Page MenuHomePhabricator

gdb-remote: Make the sequence mutex non-recursive
ClosedPublic

Authored by labath on Aug 23 2016, 6:31 AM.

Details

Summary

This is a preparatory commit for D22914, where I'd like to replace this mutex by an R/W lock
(which is also not recursive). This required a couple of changes:

  • Read/WriteRegister expect the caller to obtain the mutex and are renamed to reflect that. The only caller of these functions is the GDBRemoteRegisterContext class, which already acquired that mutex (for the most part), so the changes there are minimal. (It is not clear to me whether this function actually needs to take the lock. The thing which this lock seems to protect is the state of the register context if it is being accessed from multiple threads, which, if true, sounds like it could be done by a separate mutex.)
  • GetThreadSuffixSupported() was being called from locked and unlocked contexts (including contexts where the process was running, and the call would fail if it did not have the result cached). I have split this into two functions, one which computes the thread suffix support and caches it (this one always takes the lock), and another, which returns the cached value (and never needs to take the lock). This feels quite natural as ProcessGdbRemote was already pre-caching this value at the start.

Diff Detail

Repository
rL LLVM

Event Timeline

labath updated this revision to Diff 68985.Aug 23 2016, 6:31 AM
labath retitled this revision from to gdb-remote: Make the sequence mutex non-recursive.
labath updated this object.
labath added a reviewer: clayborg.
labath added a subscriber: lldb-commits.
clayborg edited edge metadata.Aug 23 2016, 9:18 AM

The old mutex was there so that you could send a packet and get a result without worrying about other threads getting your response. It was recursive for the case where we needed to send two packets as one (set thread ID, then send packet), and for reading all registers (as you have found), so your patch does work, but it now only for these special cases. Now there is no way to easily take the mutex and send 5 different packets without going and adding new NoLock variants of each call that you might want to send as a single stream of packets. Can we think slightly cleaner way to do this? Before you could stake the sequence mutex in your main function that wanted to make N calls, and each call would then recursively lock the mutex and everything just worked. Now you will deadlock if you do things incorrectly (granted you will need to do a "GDBRemoteClientBase::Lock lock(gdb_comm, false);" followed by a "m_gdb_comm.SendSomePacket()".

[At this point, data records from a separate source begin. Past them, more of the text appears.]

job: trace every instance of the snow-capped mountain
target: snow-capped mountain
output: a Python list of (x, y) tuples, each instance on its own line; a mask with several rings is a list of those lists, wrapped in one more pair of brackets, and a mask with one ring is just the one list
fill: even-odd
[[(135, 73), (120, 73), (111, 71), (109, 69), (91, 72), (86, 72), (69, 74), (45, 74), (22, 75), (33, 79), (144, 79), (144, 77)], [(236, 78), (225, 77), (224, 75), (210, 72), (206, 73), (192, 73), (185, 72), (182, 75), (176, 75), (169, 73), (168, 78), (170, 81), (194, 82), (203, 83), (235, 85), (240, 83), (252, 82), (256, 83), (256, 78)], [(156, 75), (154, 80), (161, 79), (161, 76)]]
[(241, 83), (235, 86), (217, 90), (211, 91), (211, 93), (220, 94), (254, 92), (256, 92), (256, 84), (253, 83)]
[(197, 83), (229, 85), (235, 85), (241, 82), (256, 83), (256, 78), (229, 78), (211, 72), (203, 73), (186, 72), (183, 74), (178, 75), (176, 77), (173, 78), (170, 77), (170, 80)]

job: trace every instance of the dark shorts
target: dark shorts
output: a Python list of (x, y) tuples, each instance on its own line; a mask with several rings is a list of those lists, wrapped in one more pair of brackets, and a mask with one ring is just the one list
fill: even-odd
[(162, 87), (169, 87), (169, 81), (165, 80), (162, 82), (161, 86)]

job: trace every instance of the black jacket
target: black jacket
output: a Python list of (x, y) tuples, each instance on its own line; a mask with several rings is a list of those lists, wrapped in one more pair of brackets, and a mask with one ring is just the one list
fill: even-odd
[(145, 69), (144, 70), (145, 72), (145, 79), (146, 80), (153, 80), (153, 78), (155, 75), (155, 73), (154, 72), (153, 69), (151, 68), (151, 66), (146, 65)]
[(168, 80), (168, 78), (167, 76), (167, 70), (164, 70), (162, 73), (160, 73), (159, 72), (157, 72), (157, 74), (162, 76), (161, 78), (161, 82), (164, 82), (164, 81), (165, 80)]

The old mutex was there so that you could send a packet and get a result without worrying about other threads getting your response. It was recursive for the case where we needed to send two packets as one (set thread ID, then send packet), and for reading all registers (as you have found), so your patch does work, but it now only for these special cases. Now there is no way to easily take the mutex and send 5 different packets without going and adding new NoLock variants of each call that you might want to send as a single stream of packets. Can we think slightly cleaner way to do this? Before you could stake the sequence mutex in your main function that wanted to make N calls, and each call would then recursively lock the mutex and everything just worked. Now you will deadlock if you do things incorrectly (granted you will need to do a "GDBRemoteClientBase::Lock lock(gdb_comm, false);" followed by a "m_gdb_comm.SendSomePacket()".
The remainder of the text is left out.